Perhaps this shows me to be the geek I am: what first tickled me about Special Topics in Calamity Physics (besides the title) is the way Blue made all sorts of parenthetical references to literature, academic monographs, periodical articles and art. This actually is one of her most definitive actions as the narrator and main character--she constantly makes connections between events in her life (however small) to what she's read, most of which has been pushed on her by her father, ever the professor, since childhood.
Speical Topics in Calamity Physics is mostly mystery, but a couple chapters in, you'll forget that. Blue begins by telling us that she thought she had gotten beyond the nightmares of finding Hannah's body hanging, but clearly she hasn't, and so she's decided to write this book. This is not a type of beginning I usually continue reading, but Blue is such a wonderful character from page 1 that I almost didn't care. Blue isn't the only wonderful character, either--I got so lost in the rest of the characters that I completely forgot by page 100 how it was going to end. (The end in the beginning is, of course, not the end of the ending of the book.)

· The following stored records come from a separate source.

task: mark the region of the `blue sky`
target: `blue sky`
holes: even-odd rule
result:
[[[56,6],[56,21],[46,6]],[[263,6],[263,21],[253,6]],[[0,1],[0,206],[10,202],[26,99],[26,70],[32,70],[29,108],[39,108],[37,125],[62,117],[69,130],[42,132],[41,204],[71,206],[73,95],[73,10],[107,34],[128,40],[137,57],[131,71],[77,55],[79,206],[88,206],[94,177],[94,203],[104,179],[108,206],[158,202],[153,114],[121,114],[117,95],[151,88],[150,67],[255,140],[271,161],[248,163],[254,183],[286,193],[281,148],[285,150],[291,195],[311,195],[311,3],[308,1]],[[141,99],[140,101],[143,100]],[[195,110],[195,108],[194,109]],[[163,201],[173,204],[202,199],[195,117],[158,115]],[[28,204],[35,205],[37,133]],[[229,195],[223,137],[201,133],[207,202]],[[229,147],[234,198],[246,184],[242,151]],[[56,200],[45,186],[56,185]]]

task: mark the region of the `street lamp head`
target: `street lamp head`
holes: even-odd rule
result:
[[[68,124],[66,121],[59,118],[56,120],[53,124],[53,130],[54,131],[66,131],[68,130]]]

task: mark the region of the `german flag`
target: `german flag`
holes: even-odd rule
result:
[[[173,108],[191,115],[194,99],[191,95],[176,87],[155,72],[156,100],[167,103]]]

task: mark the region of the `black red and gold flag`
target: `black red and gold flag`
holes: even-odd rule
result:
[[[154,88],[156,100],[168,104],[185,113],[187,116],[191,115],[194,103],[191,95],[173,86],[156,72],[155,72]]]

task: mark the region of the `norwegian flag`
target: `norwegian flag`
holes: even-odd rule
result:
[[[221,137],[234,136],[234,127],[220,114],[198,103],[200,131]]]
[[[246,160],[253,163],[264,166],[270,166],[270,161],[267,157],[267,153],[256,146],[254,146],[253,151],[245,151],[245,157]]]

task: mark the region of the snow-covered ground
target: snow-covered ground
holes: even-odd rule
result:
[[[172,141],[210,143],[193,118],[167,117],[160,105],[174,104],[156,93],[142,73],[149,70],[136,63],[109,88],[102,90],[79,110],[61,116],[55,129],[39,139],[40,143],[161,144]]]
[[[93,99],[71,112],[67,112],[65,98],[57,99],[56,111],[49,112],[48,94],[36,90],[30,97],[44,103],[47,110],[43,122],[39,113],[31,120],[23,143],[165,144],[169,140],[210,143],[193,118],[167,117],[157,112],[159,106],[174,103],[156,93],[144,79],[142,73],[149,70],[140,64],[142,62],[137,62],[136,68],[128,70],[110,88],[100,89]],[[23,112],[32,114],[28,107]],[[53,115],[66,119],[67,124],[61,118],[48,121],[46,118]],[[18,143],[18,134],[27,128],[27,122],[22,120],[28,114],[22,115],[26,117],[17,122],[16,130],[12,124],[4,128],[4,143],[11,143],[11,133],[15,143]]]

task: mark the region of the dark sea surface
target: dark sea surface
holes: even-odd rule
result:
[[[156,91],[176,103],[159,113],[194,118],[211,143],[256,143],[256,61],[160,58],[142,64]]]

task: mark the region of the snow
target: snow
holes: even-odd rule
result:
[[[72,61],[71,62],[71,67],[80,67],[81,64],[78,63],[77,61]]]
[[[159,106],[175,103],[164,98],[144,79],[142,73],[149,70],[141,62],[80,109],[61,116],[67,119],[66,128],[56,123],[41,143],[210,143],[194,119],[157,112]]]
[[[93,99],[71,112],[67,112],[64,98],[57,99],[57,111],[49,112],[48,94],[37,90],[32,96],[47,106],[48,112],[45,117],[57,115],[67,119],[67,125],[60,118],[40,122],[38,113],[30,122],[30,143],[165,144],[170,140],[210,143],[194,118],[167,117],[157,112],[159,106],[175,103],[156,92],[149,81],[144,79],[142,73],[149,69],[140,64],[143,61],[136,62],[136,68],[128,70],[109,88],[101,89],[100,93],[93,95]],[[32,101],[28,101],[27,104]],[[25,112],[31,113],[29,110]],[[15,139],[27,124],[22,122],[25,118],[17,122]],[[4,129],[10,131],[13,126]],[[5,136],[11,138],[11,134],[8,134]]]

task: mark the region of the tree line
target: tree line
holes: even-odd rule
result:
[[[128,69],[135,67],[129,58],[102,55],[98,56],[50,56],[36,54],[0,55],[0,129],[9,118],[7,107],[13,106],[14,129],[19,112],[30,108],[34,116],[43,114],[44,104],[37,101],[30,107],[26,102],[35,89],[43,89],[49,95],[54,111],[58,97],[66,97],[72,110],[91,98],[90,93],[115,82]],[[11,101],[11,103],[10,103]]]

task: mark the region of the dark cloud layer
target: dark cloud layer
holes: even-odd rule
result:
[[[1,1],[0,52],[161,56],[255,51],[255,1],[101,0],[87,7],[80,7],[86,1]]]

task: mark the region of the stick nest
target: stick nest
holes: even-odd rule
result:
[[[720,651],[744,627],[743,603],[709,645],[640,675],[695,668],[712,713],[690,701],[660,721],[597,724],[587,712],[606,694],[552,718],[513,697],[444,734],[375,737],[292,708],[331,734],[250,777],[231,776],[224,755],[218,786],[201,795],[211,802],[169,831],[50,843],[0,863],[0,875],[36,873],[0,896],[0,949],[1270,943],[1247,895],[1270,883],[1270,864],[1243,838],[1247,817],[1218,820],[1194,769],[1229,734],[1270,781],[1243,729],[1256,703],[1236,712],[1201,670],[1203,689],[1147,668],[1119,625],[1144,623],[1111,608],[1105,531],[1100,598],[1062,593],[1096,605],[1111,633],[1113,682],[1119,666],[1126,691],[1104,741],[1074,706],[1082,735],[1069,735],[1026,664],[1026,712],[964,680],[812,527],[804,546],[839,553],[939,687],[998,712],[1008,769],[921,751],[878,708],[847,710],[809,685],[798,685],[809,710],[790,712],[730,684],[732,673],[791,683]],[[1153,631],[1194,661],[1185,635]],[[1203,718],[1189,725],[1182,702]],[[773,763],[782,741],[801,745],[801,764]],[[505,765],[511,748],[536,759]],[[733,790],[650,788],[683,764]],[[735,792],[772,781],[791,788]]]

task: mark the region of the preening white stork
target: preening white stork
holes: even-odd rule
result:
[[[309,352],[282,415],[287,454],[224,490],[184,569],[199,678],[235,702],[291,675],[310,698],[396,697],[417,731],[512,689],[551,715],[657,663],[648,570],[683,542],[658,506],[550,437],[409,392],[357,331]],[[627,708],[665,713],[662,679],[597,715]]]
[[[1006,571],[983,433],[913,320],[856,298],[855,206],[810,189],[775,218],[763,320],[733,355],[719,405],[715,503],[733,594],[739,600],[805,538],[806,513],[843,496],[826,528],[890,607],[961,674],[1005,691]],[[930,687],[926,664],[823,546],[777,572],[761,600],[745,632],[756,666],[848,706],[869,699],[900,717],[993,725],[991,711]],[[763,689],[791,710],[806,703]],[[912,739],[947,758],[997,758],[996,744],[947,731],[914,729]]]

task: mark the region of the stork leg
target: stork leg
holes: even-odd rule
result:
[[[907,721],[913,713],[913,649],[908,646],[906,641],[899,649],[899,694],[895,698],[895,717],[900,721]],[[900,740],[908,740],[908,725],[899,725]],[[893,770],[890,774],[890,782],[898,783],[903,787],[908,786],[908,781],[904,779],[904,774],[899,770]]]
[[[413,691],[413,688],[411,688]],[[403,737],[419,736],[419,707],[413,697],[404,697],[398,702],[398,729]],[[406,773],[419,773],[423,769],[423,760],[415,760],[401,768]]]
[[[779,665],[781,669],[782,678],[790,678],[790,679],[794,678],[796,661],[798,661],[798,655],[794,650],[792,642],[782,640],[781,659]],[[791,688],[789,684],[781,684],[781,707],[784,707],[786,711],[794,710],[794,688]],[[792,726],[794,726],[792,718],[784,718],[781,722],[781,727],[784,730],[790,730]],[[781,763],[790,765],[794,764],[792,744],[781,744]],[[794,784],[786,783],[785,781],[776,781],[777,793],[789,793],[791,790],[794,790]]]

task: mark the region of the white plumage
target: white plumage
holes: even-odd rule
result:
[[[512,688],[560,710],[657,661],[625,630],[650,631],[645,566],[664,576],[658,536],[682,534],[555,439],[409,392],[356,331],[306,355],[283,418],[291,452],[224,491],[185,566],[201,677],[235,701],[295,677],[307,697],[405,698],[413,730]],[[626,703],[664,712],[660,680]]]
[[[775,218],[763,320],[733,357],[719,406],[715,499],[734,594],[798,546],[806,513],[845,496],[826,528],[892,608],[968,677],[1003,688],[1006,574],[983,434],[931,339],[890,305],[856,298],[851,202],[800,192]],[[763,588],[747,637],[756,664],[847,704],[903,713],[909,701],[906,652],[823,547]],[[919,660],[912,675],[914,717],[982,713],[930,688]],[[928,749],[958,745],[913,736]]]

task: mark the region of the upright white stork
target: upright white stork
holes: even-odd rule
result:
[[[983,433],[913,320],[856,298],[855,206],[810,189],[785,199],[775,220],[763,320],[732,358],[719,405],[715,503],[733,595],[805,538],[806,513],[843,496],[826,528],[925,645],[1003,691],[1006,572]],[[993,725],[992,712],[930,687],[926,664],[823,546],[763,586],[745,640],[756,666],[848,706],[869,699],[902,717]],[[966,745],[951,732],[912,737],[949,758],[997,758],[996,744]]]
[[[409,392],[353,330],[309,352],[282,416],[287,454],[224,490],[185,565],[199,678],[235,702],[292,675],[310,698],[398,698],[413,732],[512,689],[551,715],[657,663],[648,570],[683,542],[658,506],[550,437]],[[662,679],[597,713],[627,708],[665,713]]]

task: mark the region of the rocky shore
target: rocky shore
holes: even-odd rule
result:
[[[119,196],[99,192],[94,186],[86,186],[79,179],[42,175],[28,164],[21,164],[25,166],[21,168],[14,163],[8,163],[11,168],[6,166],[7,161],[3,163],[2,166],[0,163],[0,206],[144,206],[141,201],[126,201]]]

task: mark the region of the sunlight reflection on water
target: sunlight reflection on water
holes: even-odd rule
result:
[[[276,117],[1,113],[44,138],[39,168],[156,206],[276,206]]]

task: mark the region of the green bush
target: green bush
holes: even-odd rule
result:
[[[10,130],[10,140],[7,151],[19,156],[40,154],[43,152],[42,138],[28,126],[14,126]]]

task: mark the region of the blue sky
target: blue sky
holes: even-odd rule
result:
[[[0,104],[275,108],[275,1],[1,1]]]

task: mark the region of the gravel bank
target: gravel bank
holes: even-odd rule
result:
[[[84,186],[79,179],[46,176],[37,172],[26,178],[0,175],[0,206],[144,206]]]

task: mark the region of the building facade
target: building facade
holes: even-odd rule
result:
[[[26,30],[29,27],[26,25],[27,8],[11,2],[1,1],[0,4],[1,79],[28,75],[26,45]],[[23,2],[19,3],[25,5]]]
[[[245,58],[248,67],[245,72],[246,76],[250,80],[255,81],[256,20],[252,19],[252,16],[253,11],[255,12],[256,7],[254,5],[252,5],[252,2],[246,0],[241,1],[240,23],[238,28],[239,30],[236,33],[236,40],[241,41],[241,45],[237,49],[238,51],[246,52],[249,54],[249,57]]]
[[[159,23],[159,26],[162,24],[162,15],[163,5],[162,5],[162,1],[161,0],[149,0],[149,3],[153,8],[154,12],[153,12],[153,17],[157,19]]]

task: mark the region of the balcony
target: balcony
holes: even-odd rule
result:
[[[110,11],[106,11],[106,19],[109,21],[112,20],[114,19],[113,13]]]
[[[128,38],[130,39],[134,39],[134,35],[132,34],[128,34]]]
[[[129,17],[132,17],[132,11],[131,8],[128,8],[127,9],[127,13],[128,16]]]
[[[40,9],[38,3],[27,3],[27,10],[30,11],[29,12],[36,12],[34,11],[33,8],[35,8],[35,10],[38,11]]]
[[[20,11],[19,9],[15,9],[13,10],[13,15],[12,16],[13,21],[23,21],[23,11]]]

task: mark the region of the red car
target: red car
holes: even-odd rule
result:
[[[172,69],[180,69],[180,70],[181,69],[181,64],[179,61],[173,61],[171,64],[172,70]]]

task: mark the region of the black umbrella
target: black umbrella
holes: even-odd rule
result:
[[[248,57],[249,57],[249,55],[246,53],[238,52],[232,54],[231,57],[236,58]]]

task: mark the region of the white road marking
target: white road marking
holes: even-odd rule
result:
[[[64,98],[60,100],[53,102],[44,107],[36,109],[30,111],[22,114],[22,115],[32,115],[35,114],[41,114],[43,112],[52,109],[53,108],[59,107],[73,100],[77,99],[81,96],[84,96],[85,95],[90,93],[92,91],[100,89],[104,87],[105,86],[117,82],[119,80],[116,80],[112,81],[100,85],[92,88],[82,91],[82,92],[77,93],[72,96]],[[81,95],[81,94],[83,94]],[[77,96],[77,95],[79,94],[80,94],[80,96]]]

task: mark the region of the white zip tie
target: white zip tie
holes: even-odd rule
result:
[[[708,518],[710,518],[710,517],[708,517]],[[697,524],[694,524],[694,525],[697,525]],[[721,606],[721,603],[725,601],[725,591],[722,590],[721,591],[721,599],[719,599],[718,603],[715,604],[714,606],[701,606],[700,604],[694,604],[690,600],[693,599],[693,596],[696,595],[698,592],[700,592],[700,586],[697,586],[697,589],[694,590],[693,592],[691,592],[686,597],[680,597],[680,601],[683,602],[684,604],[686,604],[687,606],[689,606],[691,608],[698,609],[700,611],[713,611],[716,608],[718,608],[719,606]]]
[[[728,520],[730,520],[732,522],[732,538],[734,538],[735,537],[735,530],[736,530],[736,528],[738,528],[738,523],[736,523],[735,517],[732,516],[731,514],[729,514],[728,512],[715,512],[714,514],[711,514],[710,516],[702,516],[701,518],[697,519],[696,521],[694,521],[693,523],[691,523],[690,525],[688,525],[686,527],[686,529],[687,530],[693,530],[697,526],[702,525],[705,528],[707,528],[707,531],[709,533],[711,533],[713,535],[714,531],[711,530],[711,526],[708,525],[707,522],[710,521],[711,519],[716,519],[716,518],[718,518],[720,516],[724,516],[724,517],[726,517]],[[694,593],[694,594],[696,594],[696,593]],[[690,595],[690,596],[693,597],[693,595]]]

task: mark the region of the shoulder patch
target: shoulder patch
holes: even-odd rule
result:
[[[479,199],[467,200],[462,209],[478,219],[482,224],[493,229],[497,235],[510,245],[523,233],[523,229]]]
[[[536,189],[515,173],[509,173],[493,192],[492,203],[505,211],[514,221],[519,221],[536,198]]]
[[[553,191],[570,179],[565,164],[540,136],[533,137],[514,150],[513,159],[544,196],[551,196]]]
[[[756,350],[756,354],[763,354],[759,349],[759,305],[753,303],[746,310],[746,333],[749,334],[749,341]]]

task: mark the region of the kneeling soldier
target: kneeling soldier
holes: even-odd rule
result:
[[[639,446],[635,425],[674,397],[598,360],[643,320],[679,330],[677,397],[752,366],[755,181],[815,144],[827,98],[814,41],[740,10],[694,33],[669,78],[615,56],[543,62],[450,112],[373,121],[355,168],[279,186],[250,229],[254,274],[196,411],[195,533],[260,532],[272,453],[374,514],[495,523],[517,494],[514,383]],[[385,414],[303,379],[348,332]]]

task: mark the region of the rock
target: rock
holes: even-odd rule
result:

I also found it remarkable how disinclined I was to skip any part, even solely descriptive paragraphs, which is a testament to Pessl's writing. Every description was part of Blue's character development, and Blue is a narrator I couldn't get enough of.
About the mystery: readers are only reminded about two-thirds of the way through what the mystery actually is--not just who Hannah is, but why and how she died--and I didn't have any of it figured out till about 50 pages from the end, and then I was almost in a state of disbelief.
I'm still not entirely sure what I think about the ending--it's a little out there, it's brilliant, she's making it seem way easier than it should be--but the journey makes it well worth your while, whether you like the ending or not.